“Any fool can take a risk. A wise man sees the risk worth taking.” Anon
To the Client
Protects your client from adverse costs and own disbursements and where required, counsel’s fees.
Enables the client to identify with certainty the cost of litigation if it is unsuccessful and carry out a proper risk /reward assessment.
Empowers the claimant to contest claims with much wealthier opponents and provides access to justice.
The policy may be used to provide the security required to avoid or defeat an application for security for costs.
To the Practitioner
Raising the possibility of obtaining insurance cover to protect the client against the adverse costs of litigation (where there is a strong case) fulfills the practitioner’s obligations to their client and should be an integral process of any litigator’s own risk management.
Failure to do so raises the risk of a claim from the client if the litigation is ultimately unsuccessful.
Avoid the trap of assuming that the client is sufficiently wealthy not to bother having an ICL policy.

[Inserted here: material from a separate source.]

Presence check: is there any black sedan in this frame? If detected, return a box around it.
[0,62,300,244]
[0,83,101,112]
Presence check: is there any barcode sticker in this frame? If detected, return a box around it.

It is, after all, their decision.
It is a good discipline to undertake in respect of cases that are considered to be strong. If an ICL policy cannot be obtained for a case, the client has a right to know and is entitled to re-assess his risks of the case based on the reasons for declining the risk.
Having the benefit of an ICL policy should enable a claim that might not have been pursued at all to proceed or to enable a claim to proceed much further than it would otherwise have done – a direct benefit to the practitioner.